31 March 1997 00:00 [Source: ACN]
POORER-than-expected demand in the region for speciality aqueous resins has led Zeneca to sell its US$20m resins manufacturing plant in Singapore.
Morton International, which is refocusing on its core salt and speciality chemical business, will acquire the plant for an undisclosed sum. It is confident the gradual phasing-out of duties in the region will boost the growth of the business. The sale is expected to be completed by May this year.
Zeneca said the sale is part of its attempts to refocus its activities in Asia to bring closer its resins, biocides and pigments, and additives businesses. However, it stressed that it will remain committed to speciality resins in Asia.

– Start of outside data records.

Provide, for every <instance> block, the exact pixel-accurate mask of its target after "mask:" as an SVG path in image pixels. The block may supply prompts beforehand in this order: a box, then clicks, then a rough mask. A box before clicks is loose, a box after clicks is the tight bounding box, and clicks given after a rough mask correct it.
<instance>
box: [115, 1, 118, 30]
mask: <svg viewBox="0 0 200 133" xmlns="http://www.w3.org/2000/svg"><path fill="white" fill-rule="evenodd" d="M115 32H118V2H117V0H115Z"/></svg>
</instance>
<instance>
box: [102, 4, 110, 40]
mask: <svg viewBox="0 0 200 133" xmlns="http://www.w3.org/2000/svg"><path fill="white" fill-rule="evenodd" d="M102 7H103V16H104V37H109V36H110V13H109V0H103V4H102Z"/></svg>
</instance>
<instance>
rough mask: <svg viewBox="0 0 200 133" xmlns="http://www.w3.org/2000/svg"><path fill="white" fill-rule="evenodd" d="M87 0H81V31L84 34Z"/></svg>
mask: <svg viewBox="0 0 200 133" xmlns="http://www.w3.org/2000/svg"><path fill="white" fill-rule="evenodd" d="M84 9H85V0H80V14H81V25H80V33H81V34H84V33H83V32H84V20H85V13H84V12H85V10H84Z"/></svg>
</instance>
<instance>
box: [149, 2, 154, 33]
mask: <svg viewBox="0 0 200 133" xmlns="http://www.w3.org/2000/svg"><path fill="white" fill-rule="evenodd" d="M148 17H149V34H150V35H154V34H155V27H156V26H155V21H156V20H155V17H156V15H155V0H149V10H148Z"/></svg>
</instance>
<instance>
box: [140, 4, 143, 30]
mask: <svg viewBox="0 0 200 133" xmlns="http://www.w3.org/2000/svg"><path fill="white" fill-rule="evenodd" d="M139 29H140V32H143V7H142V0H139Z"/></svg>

'The growth of the industry has been half the double-digit growth predicted in 1994, when we set up the plant,' said general manager of Zeneca Specialties Asia Pacific Jon Cheele.

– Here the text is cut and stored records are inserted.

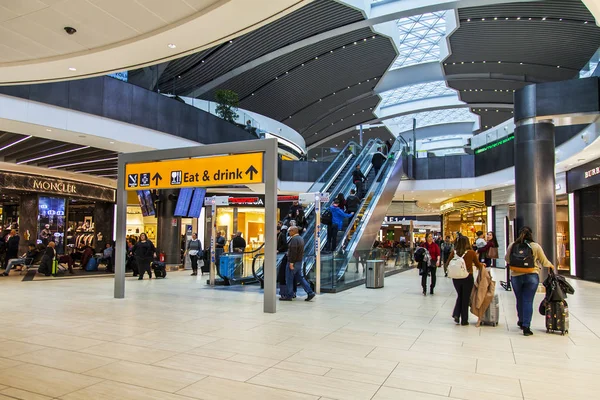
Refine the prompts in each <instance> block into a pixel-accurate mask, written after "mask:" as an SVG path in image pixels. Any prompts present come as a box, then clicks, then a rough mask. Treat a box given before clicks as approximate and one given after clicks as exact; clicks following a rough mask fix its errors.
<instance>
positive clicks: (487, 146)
mask: <svg viewBox="0 0 600 400" xmlns="http://www.w3.org/2000/svg"><path fill="white" fill-rule="evenodd" d="M514 139H515V135H510V136H508V137H505V138H504V139H500V140H498V141H496V142H493V143H490V144H488V145H487V146H484V147H481V148H479V149H477V150H475V154H480V153H483V152H484V151H488V150H491V149H494V148H496V147H498V146H501V145H503V144H506V143H508V142H510V141H511V140H514Z"/></svg>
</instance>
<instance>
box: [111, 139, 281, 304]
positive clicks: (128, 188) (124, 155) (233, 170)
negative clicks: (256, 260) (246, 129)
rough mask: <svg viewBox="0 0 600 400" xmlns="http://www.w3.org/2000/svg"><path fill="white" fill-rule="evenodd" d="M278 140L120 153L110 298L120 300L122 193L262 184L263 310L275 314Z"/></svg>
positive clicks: (212, 245) (123, 276)
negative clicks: (116, 206) (263, 194)
mask: <svg viewBox="0 0 600 400" xmlns="http://www.w3.org/2000/svg"><path fill="white" fill-rule="evenodd" d="M277 148H278V147H277V139H263V140H248V141H243V142H231V143H219V144H213V145H199V146H195V147H184V148H178V149H168V150H153V151H144V152H138V153H127V154H123V153H122V154H119V164H118V178H117V186H118V187H117V212H116V220H117V229H116V242H117V247H115V249H116V250H115V257H116V260H115V285H114V297H115V298H117V299H122V298H124V297H125V253H126V252H125V237H126V233H127V227H126V224H127V191H137V190H151V189H169V188H170V189H176V188H182V187H197V186H202V187H209V186H210V187H214V186H228V185H239V184H242V185H244V184H261V183H264V185H265V262H264V266H263V269H264V284H265V291H264V312H267V313H274V312H275V311H276V306H277V302H276V299H277V298H276V291H277V273H276V262H277V246H276V245H277V236H276V228H277ZM216 205H218V199H215V206H214V207H213V206H212V204H211V217H212V223H213V226H214V229H213V233H212V237H211V248H212V249H213V250H212V251H211V275H210V280H211V284H214V278H215V266H214V261H215V256H216V254H215V253H214V252H213V251H214V249H215V247H216V221H215V216H216V215H215V214H216V209H215V207H216Z"/></svg>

He does not expect any significant dip in Zeneca's Asia Pacific business. 'We will continue to service our customers in Asia from our European and US plants and will have specialised products toll-manufactured by Morton in Singapore,' he said. 'In addition, customer contact and technical support will be maintained in the region from the new, expanded headquarters and technical centre.'
Zeneca has no immediate plans to set up other resin manufacturing bases in the region. 'The sale will not preclude our putting in additional facilities in the region when we think the timing is right,' Cheele noted.